In Figures 7 and 8, the transceiver LOs are all set to different frequencies and the digital NCOs are adjusted in both frequency and phase such that the signals coherently combine. In this case the spurious signals produced from the image, the LO leakage, and the third-harmonic, are forced to be at different frequencies. Figure 7 shows the individual transmit outputs measured on a spectrum analyzer. Figure 8 shows the combined output. In this test the spurs of the image, the LO leakage, and the third-harmonic measured in dBc relative to the carrier begin to spread into the noise and every spur shows an improvement when channels are combined.
When a very small number of channels are combined, as was done in this test, the spurs actually show a 20log(N) improvement in their relative levels. This is due to the signal components combining coherently and adding as 20log(N) while the spurs do not combine at all. In practice, with a large array and a much greater number of channels being combined, the improvement is expected to approach 10log(N). This is for two reasons. First, with a large number of signals being combined it will not be practical to spread the spurs out sufficiently such that each one can be considered in isolation. Consider a 1 MHz modulation bandwidth as an example. If a specification says that spurious emissions are to be measured in a 1 MHz bandwidth then ideally the spurs would be spread out so that they are at least 1 MHz apart. If this is not possible then each 1 MHz of measurement bandwidth will include multiple spurious components. Since these will be at different frequencies they will combine incoherently and the spurious power measured in each 1 MHz of bandwidth will increase as 10log(N). However, no single 1 MHz of measurement bandwidth will contain all the spurs so in this case "N" for the spurs is smaller than "N" for the signal and although the incremental improvement will be 10log(N) once N is large enough for the spurious density to place multiple spurs inside the measurement bandwidth the absolute improvement will still be better than 10log(N) compared to the system without spurious signal decorrelation, i.e., it will be somewhere between 10log(N) and 20log(N) dB better. Secondly, this test was done with CW signals but real world signals will be modulated and this will cause them to spread out, making non-overlapping spurious signals impossible to achieve when a large number of channels are combined. These overlapping spurious signals will be uncorrelated and add incoherently, as 10log(N), in the overlap region.
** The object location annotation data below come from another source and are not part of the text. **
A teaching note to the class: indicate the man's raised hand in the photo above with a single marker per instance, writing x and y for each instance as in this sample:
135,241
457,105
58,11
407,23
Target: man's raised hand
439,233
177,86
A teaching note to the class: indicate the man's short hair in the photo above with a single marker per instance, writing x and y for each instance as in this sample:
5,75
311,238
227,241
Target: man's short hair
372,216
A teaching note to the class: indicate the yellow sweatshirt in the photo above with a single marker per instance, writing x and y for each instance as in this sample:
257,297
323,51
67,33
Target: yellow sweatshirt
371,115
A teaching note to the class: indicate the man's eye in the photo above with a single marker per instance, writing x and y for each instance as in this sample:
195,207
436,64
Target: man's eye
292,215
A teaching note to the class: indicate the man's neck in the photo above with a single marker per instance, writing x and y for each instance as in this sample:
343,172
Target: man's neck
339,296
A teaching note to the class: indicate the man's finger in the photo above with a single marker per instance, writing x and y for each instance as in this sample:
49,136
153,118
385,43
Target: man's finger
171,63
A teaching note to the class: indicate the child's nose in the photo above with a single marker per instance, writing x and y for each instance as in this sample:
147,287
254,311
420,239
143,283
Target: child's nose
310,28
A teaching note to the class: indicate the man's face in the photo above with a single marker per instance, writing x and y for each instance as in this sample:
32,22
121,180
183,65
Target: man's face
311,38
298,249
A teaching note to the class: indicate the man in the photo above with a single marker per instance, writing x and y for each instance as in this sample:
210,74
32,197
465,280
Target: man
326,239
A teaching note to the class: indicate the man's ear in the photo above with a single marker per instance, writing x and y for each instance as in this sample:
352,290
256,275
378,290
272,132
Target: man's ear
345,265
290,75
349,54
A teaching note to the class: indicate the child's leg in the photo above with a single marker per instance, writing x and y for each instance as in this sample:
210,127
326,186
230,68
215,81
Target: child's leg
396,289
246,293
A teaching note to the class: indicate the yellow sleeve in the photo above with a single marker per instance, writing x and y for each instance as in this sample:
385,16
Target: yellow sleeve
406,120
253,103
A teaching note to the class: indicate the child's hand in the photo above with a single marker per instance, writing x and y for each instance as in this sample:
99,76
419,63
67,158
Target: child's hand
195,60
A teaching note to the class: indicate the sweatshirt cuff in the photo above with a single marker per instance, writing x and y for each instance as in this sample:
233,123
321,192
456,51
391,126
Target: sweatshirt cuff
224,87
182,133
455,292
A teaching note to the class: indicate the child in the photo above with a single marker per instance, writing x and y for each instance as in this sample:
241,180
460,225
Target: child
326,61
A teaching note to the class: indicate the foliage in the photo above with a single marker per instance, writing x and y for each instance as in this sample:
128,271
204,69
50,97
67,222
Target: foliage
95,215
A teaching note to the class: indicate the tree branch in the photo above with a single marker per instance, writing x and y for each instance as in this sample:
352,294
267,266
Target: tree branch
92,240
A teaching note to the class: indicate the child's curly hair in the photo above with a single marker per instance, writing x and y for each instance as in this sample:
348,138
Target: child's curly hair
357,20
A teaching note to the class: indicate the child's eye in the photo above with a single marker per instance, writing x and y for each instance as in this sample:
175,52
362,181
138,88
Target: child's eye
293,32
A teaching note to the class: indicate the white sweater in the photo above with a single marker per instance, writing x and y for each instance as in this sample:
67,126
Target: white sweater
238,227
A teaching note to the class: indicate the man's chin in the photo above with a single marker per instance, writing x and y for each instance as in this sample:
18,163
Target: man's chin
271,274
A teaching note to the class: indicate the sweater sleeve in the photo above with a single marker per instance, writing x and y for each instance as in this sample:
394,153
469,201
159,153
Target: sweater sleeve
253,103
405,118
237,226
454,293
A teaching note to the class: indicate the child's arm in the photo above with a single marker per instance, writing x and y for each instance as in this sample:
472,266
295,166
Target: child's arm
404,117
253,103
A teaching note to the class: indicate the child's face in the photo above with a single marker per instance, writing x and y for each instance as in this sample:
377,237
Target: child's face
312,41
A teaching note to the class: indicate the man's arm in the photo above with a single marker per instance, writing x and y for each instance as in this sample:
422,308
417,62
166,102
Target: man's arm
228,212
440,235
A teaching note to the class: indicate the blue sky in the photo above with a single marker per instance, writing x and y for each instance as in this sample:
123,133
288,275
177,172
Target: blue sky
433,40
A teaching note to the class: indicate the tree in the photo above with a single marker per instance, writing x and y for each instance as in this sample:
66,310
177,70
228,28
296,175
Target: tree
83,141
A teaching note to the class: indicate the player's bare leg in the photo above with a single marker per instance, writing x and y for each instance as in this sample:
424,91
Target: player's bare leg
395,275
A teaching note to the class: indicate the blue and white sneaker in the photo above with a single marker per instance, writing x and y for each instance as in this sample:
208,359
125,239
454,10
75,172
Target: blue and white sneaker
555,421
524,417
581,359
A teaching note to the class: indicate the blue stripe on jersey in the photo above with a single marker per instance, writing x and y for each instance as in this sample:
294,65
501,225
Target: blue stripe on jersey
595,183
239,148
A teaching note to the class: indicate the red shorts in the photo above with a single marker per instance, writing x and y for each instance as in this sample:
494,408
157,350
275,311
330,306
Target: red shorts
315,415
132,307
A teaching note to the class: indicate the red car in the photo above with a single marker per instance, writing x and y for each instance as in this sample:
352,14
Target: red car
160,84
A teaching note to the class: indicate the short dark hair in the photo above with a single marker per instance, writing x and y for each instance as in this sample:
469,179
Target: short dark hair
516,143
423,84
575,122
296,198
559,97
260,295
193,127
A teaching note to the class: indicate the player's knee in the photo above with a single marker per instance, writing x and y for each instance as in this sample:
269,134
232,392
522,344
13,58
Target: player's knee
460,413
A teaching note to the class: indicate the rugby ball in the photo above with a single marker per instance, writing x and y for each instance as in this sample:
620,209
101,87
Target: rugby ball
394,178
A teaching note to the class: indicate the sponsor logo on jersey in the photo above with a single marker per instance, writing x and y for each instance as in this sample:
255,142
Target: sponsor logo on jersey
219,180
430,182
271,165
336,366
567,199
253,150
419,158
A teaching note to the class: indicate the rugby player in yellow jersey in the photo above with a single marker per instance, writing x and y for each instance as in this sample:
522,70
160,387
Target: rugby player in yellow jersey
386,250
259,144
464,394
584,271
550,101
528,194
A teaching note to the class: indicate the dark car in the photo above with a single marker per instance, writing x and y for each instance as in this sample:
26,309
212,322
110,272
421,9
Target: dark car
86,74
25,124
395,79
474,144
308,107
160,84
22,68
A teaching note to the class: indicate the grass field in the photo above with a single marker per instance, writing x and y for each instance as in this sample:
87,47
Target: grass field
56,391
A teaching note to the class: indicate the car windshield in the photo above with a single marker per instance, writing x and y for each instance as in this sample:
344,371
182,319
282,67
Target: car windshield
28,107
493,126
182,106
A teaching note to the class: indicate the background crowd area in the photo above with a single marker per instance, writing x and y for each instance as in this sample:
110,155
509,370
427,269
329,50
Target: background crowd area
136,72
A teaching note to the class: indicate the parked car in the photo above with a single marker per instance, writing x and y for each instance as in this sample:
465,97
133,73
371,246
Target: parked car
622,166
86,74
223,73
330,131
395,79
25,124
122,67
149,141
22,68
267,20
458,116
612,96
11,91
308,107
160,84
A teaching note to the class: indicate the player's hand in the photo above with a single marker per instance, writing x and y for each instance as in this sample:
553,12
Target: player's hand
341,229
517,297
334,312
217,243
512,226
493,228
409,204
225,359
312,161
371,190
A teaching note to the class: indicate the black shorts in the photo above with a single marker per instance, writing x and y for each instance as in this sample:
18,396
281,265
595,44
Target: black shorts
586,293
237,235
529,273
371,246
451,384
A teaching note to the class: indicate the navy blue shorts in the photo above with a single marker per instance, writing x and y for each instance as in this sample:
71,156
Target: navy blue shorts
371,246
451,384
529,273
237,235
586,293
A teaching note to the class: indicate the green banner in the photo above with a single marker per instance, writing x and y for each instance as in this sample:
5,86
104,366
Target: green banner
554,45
It is worth making special mention of the LO leakage component when the LO is set to the same frequency across channels. The LO leakage is due to imperfect cancellation of the LO in the analogue modulator when two signal branches are summed. If the amplitude and phase imbalances are random errors then the phase of the residual LO leakage component will also be random and when many different transceivers' LO leakages are summed they will add incoherently, as 10log(N), even when they are at precisely the same frequency. This should also be the case with the modulator's image component but not necessarily the modulator's third harmonic. With a small number of channels being coherently combined it is unlikely the LO phases would be completely random and thus the cause for partial decorrelation shown in the measured data. With a very large number of channels the LO phase approaches a much more random condition across channels and thus anticipated to be an uncorrelated addition.